Screencommander is a macOS CLI and MCP server that gives agents an observe, decide, act loop over the desktop, reading the screen as structured accessibility-tree data when it can and grabbing pixels only when it must. Actions run through a tier ladder, from cursor-free accessibility calls to events posted straight to an app, so the pointer never moves and background windows work. Because it exposes the element tree as text, non-vision models can drive too.

Whim is a Go library and CLI that opens a throwaway root shell inside an AWS Lambda Firecracker microVM in roughly two seconds, runs a command or an interactive session, then lets the VM vanish. After a one-time image build, every launch is fresh and isolated, with a server-side time-to-live so nothing lingers if a client dies. It is a tidy primitive for running untrusted or agent-generated code in a disposable sandbox.
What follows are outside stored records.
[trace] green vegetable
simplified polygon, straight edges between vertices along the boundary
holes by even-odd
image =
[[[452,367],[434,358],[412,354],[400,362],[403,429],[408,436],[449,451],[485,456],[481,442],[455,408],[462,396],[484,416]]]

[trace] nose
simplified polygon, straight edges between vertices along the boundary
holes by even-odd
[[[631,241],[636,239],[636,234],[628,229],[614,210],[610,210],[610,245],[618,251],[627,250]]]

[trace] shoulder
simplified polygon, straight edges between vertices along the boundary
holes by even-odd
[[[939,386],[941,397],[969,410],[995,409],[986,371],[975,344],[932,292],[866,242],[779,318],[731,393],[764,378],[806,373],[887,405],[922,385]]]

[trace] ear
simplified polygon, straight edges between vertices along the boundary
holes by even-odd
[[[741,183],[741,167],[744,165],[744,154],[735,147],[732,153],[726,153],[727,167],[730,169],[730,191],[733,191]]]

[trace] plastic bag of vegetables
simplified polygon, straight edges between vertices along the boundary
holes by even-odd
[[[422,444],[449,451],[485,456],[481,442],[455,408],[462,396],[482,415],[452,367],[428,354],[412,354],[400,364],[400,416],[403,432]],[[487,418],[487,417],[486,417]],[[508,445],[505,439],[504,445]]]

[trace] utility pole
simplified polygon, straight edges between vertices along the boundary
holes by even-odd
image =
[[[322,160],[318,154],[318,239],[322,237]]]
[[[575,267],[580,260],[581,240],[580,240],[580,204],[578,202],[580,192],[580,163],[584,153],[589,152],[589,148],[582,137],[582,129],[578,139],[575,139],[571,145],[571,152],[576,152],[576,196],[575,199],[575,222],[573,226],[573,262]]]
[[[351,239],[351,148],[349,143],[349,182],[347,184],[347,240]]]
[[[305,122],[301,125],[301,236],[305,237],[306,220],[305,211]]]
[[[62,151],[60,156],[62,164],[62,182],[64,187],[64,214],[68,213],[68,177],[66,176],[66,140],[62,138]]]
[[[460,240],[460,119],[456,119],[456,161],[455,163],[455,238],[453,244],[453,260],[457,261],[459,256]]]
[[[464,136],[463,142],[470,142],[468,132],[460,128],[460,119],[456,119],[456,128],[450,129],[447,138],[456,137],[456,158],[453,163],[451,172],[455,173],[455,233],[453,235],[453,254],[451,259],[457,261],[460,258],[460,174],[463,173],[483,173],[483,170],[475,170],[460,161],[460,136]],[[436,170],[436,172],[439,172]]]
Cad-skill is a Claude Code skill that turns a described physical object into a parametric, 3D-printable model using CadQuery. Ask for a wall mount for an Arduino or a snap-fit lid and Claude picks up the skill from trigger keywords, gathers requirements, builds the model in phases, and hands back an STL plus a rendered preview. It runs on Python 3.10 to 3.12, and the write-up shows real parts published to MakerWorld.